Starring: Harrison Ford, Asa Butterfield, Ben Kingsley, Viola Davis, Hailee Steinfeld, Abigail Breslin
Directed by: Gavin Hood
Written By: Gavin Hood
Rating: PG-13 (US) Running Time: 1 hr 54 min
Ender’s Game is a strange film in that it doesn’t communicate any sense of drama around the pending alien attack that Ender (Asa Butterfield) is recruited and trained to stop. The first alien attack and catalyst for the story, felt more like a computer game replay than something we should care about. We see aliens and humans fighting an intense aerial battle, and we’re told the human race was nearly destroyed. But we’re never shown much evidence of that. In fact when we are down on earth, there’s little sign there was ever a war for Earth. I know this story takes place several years after that first attack, but a bit more time properly describing the conflict and aftermath would have given the film a better foundation to build on. But this I feel is the main failing of Ender’s Game. The introduction to the main characters and situation is glossed over so quickly, it’s hard to get a solid grasp of the world this story is set in.

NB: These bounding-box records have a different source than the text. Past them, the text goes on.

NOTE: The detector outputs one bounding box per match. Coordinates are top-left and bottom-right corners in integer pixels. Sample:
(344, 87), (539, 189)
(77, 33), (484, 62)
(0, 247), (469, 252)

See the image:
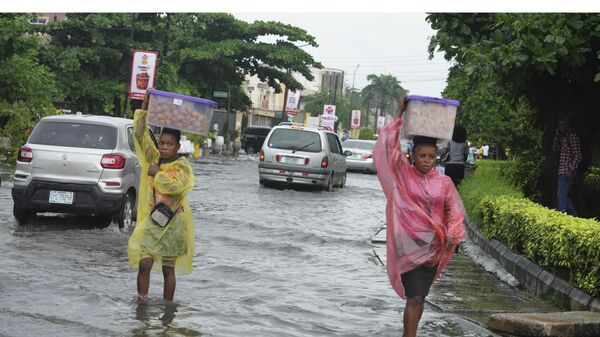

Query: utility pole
(348, 64), (360, 128)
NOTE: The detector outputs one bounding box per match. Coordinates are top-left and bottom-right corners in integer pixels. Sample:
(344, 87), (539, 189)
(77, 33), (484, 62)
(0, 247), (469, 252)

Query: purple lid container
(148, 89), (217, 109)
(406, 95), (460, 106)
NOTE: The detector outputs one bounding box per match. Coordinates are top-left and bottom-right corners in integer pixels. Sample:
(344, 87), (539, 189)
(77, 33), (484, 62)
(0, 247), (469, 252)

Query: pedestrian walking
(373, 101), (465, 337)
(444, 125), (469, 186)
(553, 117), (582, 216)
(127, 101), (195, 301)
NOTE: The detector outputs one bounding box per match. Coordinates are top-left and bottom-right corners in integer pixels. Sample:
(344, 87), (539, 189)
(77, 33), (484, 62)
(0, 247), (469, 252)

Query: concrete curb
(466, 221), (600, 312)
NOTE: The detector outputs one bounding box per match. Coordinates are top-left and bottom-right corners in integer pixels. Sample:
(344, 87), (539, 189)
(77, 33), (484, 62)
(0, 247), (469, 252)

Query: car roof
(41, 114), (133, 126)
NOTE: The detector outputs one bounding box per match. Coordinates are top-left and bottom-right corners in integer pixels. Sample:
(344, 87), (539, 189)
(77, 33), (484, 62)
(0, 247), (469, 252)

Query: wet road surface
(0, 156), (552, 337)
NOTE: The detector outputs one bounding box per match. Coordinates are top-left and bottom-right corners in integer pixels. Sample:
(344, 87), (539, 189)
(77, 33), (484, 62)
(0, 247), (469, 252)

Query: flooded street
(0, 156), (544, 337)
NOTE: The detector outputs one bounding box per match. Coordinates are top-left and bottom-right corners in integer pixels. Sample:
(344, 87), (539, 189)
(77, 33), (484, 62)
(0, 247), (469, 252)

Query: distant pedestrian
(444, 125), (469, 186)
(373, 101), (465, 337)
(553, 118), (582, 216)
(127, 96), (195, 301)
(481, 144), (490, 159)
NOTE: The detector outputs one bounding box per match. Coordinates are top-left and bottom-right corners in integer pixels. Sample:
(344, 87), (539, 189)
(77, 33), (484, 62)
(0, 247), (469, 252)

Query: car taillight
(100, 153), (125, 169)
(17, 146), (33, 163)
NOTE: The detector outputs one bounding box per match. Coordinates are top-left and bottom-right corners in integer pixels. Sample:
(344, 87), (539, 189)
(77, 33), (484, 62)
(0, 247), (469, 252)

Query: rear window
(268, 129), (321, 152)
(342, 140), (375, 150)
(29, 122), (117, 150)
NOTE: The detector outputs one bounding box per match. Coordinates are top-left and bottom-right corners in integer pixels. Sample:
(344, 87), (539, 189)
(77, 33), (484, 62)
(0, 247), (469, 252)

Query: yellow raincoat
(127, 109), (195, 274)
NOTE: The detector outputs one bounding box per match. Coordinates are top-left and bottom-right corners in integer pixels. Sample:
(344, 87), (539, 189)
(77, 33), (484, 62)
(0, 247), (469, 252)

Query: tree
(37, 13), (321, 115)
(362, 74), (408, 130)
(0, 14), (57, 153)
(427, 13), (600, 211)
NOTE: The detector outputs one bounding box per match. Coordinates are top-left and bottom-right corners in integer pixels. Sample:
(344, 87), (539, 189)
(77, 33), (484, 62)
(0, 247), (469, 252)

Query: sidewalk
(371, 224), (559, 326)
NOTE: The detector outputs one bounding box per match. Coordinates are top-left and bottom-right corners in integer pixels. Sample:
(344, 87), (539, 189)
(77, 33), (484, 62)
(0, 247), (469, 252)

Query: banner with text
(350, 110), (360, 129)
(129, 50), (158, 100)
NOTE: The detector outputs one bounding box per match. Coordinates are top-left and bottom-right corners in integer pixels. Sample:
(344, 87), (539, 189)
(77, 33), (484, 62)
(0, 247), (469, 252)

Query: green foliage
(361, 74), (408, 116)
(458, 160), (523, 224)
(427, 13), (600, 207)
(480, 196), (600, 296)
(358, 128), (375, 140)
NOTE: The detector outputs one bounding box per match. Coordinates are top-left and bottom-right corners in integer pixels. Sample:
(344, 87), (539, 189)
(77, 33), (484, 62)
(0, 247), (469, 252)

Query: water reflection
(131, 299), (203, 337)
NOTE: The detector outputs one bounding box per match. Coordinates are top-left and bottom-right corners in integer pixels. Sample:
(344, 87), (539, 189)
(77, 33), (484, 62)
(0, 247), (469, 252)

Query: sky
(232, 12), (450, 97)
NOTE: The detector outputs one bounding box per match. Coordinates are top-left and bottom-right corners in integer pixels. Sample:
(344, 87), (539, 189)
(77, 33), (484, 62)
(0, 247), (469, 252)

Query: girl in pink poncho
(373, 101), (465, 337)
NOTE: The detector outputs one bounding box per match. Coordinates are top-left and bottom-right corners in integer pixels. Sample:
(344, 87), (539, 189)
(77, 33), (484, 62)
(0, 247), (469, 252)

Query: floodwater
(0, 156), (544, 337)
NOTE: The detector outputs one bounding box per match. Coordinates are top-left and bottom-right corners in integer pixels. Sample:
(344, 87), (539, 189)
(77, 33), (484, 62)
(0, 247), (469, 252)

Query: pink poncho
(373, 119), (465, 298)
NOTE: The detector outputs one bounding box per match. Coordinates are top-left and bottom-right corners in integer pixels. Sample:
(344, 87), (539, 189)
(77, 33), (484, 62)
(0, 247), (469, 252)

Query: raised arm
(133, 109), (160, 163)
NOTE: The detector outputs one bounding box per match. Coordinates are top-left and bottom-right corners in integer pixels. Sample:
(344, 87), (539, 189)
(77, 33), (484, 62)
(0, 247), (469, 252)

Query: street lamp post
(348, 64), (360, 128)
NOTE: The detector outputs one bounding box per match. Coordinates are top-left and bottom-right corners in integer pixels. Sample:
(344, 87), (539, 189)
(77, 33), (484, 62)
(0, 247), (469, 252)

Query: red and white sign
(285, 90), (300, 116)
(377, 116), (385, 129)
(323, 104), (335, 116)
(129, 50), (158, 100)
(350, 110), (360, 129)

What follows is a little more interesting as the young cadets enter training, and Ender’s tactical genius pushes him through the ranks. Leading to more and more increasingly intense simulations as they prepare to take the fight to the aliens home world. It’s interesting in that the games do not end with the simulations or the zero gravity training room. Ender’s ability to understand and ultimately defeat his enemies is also tested as he confronts varying levels of authority at school on Earth, and then during training in space. Asa Butterfield does a great job in the lead role, and is ably supported by Harrison Ford, Ben Kingsley, Hailee Steinfeld and Viola Davis. The visual effects are first-rate, and the score by Steve Jablonsky is excellent.
Ender’s Game isn’t an entity in its own right, but more of a two-hour preview of the book. I haven’t read the book, but the film has certainly presented enough intriguing ideas that I plan to explore when I add the novel to my reading list.
While the trailer may have reminded you of movies like Independence Day. Ender’s Game isn’t your run of the mill alien invasion film. There’s a little more going on here so you’ll need to pay attention to the central character Ender, and watch how he manipulates the situations he’s confronted with. The film is also timely in that it questions how wars are fought and won with remotely controlled technology.
Best viewing format:
This is a big effects movie but very light on big crowd pleasing moments, so a digital matinée showing is recommended. At home a HD showing is a must.
Best element for me:
Asa Butterfield’s performance really carries the film.